By the technical proposal, the isolation impedance is sealed and arranged in the SF state 6 In the gaseous space, keep apart the impedance whole body and be surrounded by metal arc resistance shield plate shielding, the radius of curvature of shielding is bigger, compares in traditional isolation impedance both ends and adopts the voltage-sharing ball, and the shielding effect is better, and electric field distribution is more voltage-sharing.
A gap of about 5mm is reserved between two adjacent arc-shaped resistor shielding plates, a capacitor is formed between the two electrodes, and the resistor body is protectedThe protective resistor body and the external shield are equivalent to an inductance/capacitance parallel circuit, and when the equipment is in normal operation, current passes through the protective resistor body and the external pole plate capacitance is open. When the tested product discharges, the product is reversely led into the protective resistor, and is in a high-frequency state, the protective resistor body is opened, the electrode plate capacitors discharge, the energy brought by the discharge of the tested product is well absorbed, and only SF is arranged between the electrode plates 6 The gas can not bring damage to solid insulation.

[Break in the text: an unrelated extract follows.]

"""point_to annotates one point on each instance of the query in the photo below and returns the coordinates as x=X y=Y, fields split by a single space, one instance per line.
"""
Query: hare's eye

The transformer at the rear is protected, and the insulation of the protective resistor body is not damaged.
In summary, the present invention includes at least one of the following beneficial technical effects:
the invention provides test voltage transformation equipment based on gas insulating sleeve output, which is ultra-high voltage insulating accessory partial discharge withstand voltage test equipment designed under specific geographical climate conditions of Qinghai-Tibet plateau, and has the advantages that under the specific geographical conditions of the Qinghai-Tibet plateau, the altitude is high, the air is thin, the insulating capacity of the air is reduced to a certain extent, and for such a test 1500kV transformer, the external insulation of the test 1500kV transformer is corrected to 2250 kilovolts in the plain area. Compared with the traditional oil immersed transformer, the transformer has the advantages of light weight, small volume, easy transportation and installation and the like, simultaneously seals the transformer, the coupling capacitor and the isolation impedance in the metal shell, and the exposed part is only a high-voltage sleeve, thereby greatly improving the anti-interference capability of equipment and effectively ensuring the partial discharge index.
Drawings
FIG. 1 is a schematic diagram of the structural principles of the present invention;
FIG. 2 is a schematic view of the internal structure of the primary part of the present invention;
FIG. 3 is a schematic diagram of an isolation impedance structure of the present invention;
FIG. 4 is a schematic view of the pressure equalizing cover of the present invention.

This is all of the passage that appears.